The Government and the Irish Financial Services Regulatory Authority should intervene in the housing market to help reverse a sharp loss of confidence among consumers, IIB Bank said yesterday.
Austin Hughes, the bank's chief economist, said increasing mortgage interest relief for all borrowers and reforming the stamp duty system could help kickstart the housing market and have long-term benefits for the stability of the economy.
The financial regulator should also encourage first-time buyers to take out fixed-rate loans, which would leave them less vulnerable to rate rises, according to IIB, one of the largest providers of home loans in the Republic.
The comments were made in a paper by Mr Hughes, Crunch Time for the Irish Housing Market, in which he said it had reached a critical point.
"The Government needs to be careful to avoid an unnecessarily hard landing for the housing market," Mr Hughes said.
Instead of increasing the ceiling on mortgage interest relief for first-time buyers in the next budget, as Minister for Finance Brian Cowen has signalled he plans to do, the Government should increase the rate of relief available to all borrowers from 20 per cent to 25 per cent.
Mr Hughes said now would be a good time to raise the thresholds at which stamp duty becomes payable, because the argument that stamp duty cuts end up in the pocket of the seller didn't hold as true in a buyers' market.
"From an economists' view, at a time when there is no sellers' power, that is the time to do it. Raising the thresholds would provide confidence to the market and be good for its long-term dynamics."
However, Mr Hughes described the Government's handling of stamp duty over the past year as a "fiasco" and said they would be nervous of further change. The financial regulator should ease the stress tests that lenders are told to apply to mortgages so that people can borrow more under three and five-year fixed rates, said Mr Hughes.
Around one in 10 borrowers say their financial position would deteriorate substantially if interest rates were to rise even by less than half a per cent, according to a recent survey by IIB and the Economic and Social Research Institute (ESRI).

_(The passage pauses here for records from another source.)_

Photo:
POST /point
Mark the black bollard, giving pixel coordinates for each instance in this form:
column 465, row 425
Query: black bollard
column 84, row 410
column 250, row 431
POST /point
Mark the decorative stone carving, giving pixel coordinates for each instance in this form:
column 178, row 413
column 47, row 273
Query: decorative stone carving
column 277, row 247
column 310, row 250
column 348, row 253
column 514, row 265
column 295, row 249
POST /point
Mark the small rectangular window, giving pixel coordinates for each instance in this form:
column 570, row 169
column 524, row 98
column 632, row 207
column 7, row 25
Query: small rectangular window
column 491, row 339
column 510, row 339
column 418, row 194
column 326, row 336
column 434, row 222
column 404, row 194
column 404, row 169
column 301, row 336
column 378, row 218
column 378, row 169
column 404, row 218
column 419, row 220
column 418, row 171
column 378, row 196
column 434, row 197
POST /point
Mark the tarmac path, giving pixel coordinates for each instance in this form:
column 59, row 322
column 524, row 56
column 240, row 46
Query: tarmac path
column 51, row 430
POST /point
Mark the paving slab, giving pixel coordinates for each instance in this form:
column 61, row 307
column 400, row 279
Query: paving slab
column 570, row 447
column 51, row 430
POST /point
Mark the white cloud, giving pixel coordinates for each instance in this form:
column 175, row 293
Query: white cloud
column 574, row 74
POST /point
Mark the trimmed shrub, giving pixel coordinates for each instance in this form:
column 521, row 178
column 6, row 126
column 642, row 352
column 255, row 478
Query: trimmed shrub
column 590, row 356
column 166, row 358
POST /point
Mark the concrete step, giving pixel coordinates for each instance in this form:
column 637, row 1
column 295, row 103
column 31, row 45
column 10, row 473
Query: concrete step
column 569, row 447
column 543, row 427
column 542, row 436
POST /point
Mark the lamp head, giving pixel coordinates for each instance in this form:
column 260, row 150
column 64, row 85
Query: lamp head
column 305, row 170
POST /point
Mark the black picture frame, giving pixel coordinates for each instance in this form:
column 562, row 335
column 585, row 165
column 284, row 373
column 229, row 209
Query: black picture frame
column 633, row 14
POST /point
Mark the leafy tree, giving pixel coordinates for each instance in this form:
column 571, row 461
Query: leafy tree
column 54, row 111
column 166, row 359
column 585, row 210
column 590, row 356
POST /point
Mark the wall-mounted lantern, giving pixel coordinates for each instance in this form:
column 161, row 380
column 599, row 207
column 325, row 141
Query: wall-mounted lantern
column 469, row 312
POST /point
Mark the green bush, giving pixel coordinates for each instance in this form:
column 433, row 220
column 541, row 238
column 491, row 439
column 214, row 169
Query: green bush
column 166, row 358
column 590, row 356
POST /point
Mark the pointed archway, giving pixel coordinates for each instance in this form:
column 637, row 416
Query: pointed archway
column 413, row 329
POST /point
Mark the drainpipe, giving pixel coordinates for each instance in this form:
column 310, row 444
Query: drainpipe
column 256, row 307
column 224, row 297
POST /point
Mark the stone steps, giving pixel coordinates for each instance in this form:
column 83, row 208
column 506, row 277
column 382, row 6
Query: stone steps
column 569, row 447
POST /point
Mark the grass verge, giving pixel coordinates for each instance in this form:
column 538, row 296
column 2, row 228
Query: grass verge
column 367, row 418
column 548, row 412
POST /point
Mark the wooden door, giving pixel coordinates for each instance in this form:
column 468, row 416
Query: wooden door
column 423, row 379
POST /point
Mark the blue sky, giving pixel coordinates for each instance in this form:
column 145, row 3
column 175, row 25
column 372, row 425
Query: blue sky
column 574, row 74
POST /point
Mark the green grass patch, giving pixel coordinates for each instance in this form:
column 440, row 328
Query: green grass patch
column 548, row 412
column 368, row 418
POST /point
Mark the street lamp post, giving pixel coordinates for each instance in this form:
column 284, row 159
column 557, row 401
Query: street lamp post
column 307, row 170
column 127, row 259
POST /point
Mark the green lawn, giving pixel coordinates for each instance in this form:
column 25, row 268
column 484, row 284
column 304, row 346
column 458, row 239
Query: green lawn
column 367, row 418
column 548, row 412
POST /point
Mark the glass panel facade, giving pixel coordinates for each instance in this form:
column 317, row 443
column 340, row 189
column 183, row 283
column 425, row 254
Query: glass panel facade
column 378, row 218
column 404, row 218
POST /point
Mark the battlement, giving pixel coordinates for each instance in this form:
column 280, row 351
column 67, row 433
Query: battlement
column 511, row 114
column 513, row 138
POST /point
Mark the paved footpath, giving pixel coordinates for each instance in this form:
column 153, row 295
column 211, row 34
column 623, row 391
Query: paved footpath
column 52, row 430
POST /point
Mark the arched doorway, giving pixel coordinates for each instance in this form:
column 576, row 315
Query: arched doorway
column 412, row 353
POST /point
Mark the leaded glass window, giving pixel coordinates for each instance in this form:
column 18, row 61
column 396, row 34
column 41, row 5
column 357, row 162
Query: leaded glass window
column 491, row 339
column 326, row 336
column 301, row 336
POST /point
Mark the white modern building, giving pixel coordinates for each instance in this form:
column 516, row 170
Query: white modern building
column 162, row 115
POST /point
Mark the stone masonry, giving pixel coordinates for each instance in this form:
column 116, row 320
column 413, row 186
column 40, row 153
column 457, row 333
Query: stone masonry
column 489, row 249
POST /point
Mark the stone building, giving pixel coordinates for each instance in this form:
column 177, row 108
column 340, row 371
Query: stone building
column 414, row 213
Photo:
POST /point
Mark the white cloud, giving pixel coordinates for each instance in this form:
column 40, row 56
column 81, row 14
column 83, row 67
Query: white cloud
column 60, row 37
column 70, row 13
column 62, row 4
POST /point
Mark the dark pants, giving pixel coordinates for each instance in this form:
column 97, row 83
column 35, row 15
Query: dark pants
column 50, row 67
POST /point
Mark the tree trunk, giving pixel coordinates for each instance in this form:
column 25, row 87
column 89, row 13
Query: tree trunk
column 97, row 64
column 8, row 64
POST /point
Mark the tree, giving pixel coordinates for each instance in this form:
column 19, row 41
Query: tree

The economy would be less vulnerable if these borrowers were locked into mortgages where rates are stable over longer periods, Mr Hughes said.
IIB Homeloans chief executive Tom Foley warned that the loss of confidence among consumers, which has contributed to a 24 per cent drop in the number of movers and investors this year, is now the biggest threat to the property market.
"The one thing that is missing in the market is the confidence factor," Mr Foley said.
Some 22 per cent of the 750 people surveyed for the IIB/ESRI consumer sentiment index in July said the market had turned in the past 12 months because of fears of a property crash.